France's Foreign Minister Bernard Kouchner, meanwhile, was meeting with Iraqi President Jalal Talabani and other Iraqi officials a day after arriving for a highly symbolic visit to Iraq - the first by a senior French official since the war started, setting off years of icy relations between Paris and Washington.
Kouchner said Sunday that he was not in Iraq to offer initiatives or proposals but to listen to ideas on how his country might help stop the devastating violence.
"Now we are turning the page. There is a new perspective. We want to talk about the future. Democracy, integrity, sovereignty, reconciliation and stopping the killings. That's my deep aim," he said in English after meeting with Iraqi Foreign Minister Hosyhar Zebari.
The blast struck the SUV carrying Gov. Mohammed Ali al-Hassani about 9 a.m., shortly after his convoy departed from his home in Rumaitha en route to his office in the provincial capital of Samawah, about 230 miles southeast of Baghdad.
Al-Hassani, his driver and a guard were killed, while his office manager and two other guards were seriously wounded, police said.
A curfew was immediately clamped on Samawah and new checkpoints were erected.
On Aug. 11, the governor and police chief of another southern province, Qadasiyah, also were killed in a roadside bombing attack. Gov. Khalil Jalil Hamza and the police chief Maj. Gen. Khalid Hassan were killed as they returned to the provincial capital of Diwaniyah from a funeral for a tribal sheik.
Both governors were members of the influential Supreme Islamic Iraqi Council, a group led by Shiite politician Abdul-Aziz al-Hakim whose loyalists have been fighting the Mahdi Army militia for control of the oil-rich south as British-led forces gradually withdraw from the area.
Al-Hassani, 52, was from a prominent clan in the area and had been governor for about two years despite several attempts by rivals in the provincial council to sack him.
SIIC dominates the Muthanna provincial capital with about half of the 40 seats, with the rest divided among other Shiite parties, including Fadhila and the Dawa party of al-Maliki.
Police quickly laid blame on the Mahdi Army, which is nominally loyal to radical Shiite cleric Muqtada al-Sadr and has been involved in several recent clashes with its rivals.
"There was nothing against the governor inside the province except the confrontations between Mahdi Army and SIIC, which have claimed the lives of dozens of people," an officer said, speaking on condition of anonymity because he feared retribution.
Al-Maliki's office issued a statement condemning the assassination, saying it had ordered and investigation and calling for restraint against retaliation.
"Those behind this horrible crime want to flood the province with chaos and insecurity, thus implementing an agenda of hatred that does not want any good for our people," the prime minister said in the statement.
"Therefore, we call on our people in the Muthanna province to exercise self-restraint and avoid the trap set by this act," he added. "Meanwhile our armed forces are ordered to confront with full zeal and force any one who tries to destabilize the province."
Kouchner's visit was welcomed in Washington, where the Bush administration is facing a Sept. 15 deadline to report to Congress on progress in Iraq as a result of the infusion of 30,000 more U.S. troops in the first half of the year.
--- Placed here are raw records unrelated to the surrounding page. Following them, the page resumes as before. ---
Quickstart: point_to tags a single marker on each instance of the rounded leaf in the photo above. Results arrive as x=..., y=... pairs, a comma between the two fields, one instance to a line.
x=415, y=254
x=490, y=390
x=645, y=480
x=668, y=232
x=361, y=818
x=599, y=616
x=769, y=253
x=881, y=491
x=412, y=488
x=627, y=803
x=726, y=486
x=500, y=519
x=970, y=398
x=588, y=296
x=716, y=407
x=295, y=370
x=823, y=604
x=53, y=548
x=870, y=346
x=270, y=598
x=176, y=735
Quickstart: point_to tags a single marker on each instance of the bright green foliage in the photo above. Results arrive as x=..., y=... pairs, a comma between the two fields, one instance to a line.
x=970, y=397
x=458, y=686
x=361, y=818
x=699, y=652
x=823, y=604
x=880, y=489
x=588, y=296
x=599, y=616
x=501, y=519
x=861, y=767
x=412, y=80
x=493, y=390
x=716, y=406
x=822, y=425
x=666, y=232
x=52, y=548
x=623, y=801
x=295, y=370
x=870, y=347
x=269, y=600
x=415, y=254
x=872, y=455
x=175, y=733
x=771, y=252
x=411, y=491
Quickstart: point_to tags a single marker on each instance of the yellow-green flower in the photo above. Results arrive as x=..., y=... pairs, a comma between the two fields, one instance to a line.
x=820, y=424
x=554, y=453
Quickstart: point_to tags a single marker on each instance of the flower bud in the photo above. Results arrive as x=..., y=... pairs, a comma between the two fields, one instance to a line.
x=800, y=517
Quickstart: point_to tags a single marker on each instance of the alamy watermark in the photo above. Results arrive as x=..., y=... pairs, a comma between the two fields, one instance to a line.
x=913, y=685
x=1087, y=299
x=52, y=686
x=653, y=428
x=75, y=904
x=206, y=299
American public opinion and congressional sentiment is running against the U.S. effort and there are many calls for a timetable for withdrawing U.S. troops.
"This is one more example, along with the new UN mandate, the neighbors conference process and recent announcements by Saudi Arabia to open an embassy and forgive Saddam-era debt, of a growing international desire to help Iraq become a stable and secure country," said White House spokesman Gordon Johndroe.
In another sign of growing Shiite discontent, thousands rallied against the U.S. in Sadr City, waving Iraqi flags and shouting "no, no to America." One group of men set an effigy of an American flag on fire, then stomped on it.
The protesters demanded an end to the raids that are often carried out by U.S. and Iraqi forces against suspected militia fighters in Baghdad's main Shiite district as part of a six-month-old security crackdown in Baghdad. Iraqis frequently claim that civilians are killed in the raids and some carried photos of victims and women in mourning.